The Dee and Charles Wyly Theater in Dallas, TX. Brand new home of the Dallas Theater Center.
NYT architecture critic Nicolai Ouroussof gives an assessment (and full slideshow!) of this and the new nearby opera house as well:
Situated a short walk from the Nasher Sculpture Center, the Wyly Theater’s tall, blocky form is wrapped in a skin of vertical aluminum rods, with only a few windows cut through to suggest the life inside. The architects placed the stage at ground level with windows on three sides so that when the blackout curtains are raised, passers-by can catch glimpses of it.
To get to their seats, audience members will first descend along a vast outdoor ramp, 167 feet at its widest point, down to the lobby, which is one level below ground. The lobby is a generic concrete space — a social mixing chamber designed to build anticipation for the main event above. From there, narrow staircases set in the lobby’s back corners lead up to the theater.
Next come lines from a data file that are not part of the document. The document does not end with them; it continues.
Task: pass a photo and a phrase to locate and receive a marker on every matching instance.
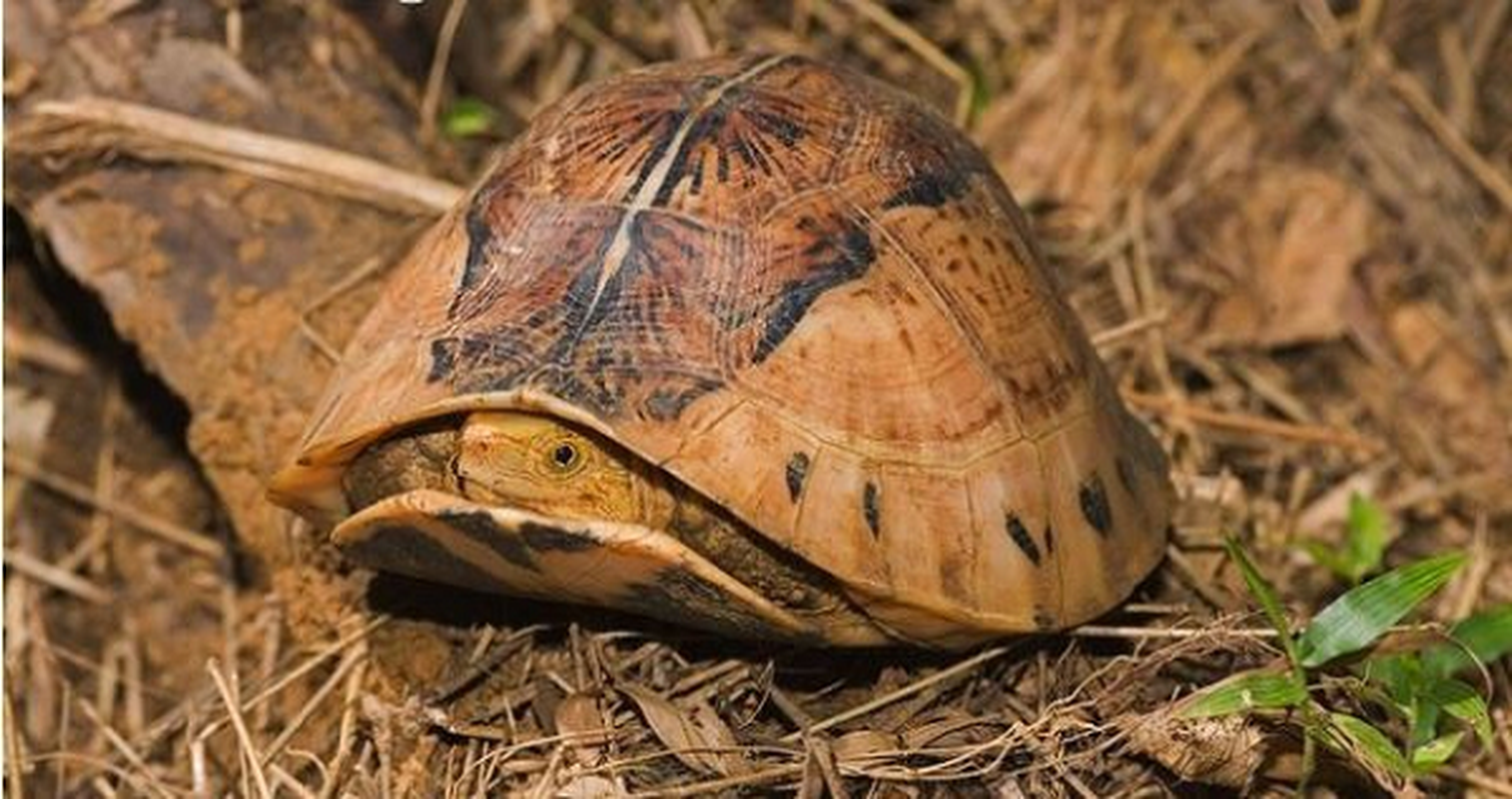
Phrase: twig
(140, 519)
(726, 783)
(250, 757)
(986, 655)
(1417, 99)
(1149, 159)
(1141, 633)
(58, 578)
(1246, 422)
(162, 135)
(923, 47)
(124, 749)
This sequence — down into the earth and back up again — is an effective architectural trick, an inversion of the neo-Classical grand staircase. The idea is to create a sense of slight disorientation, of leaving the outside world behind, and in doing so preparing the mind for the more intimate experience of the performance. Emerging from one of the dark little staircases, you feel the full force of the theater’s height, and of the unfolding experience — the sense of mystery, anxiety and then sudden release — you’ve just been through.
But it is the theater hall itself and the machinery that supports it that are the main event. The proscenium wall, like the scenery, can be raised and lowered electronically. Stage floors can drop away and reappear. Several tiers of balconies can be mechanically rearranged in any number of configurations, surrounding the stage on three sides one night, drawing together in a more traditional arrangement the next.
The purpose of all this engineering is not just to facilitate quick set changes; it also allows the director to manipulate and fine-tune the relationship between actors and audience. If the machinery is used as intended, patrons will find that the emotional distance between them and the actors will change in unexpected ways with each performance.
The design feels like a cheeky take on the idea of the megalomaniac star architect. “You want a monumental, ‘iconic’ building?” it seems to ask. “Well, here’s a big, generic-looking box whose interior changes every time you think you have a fix on it.” And as if in response to the notion of the architect as control freak, it leaves the manipulation of interior spaces, and of the people who inhabit them, to the building’s tenants.
What a nice playground for new A.D. Kevin Moriarty.
(Of course, Ouroussoff never mentions Dallas Theater Center in his review. I suppose these "tenants" remain a mystery to him. Or does the idea of a permanent resident nonprofit theater company still mystify even the most cultured of our journalists?)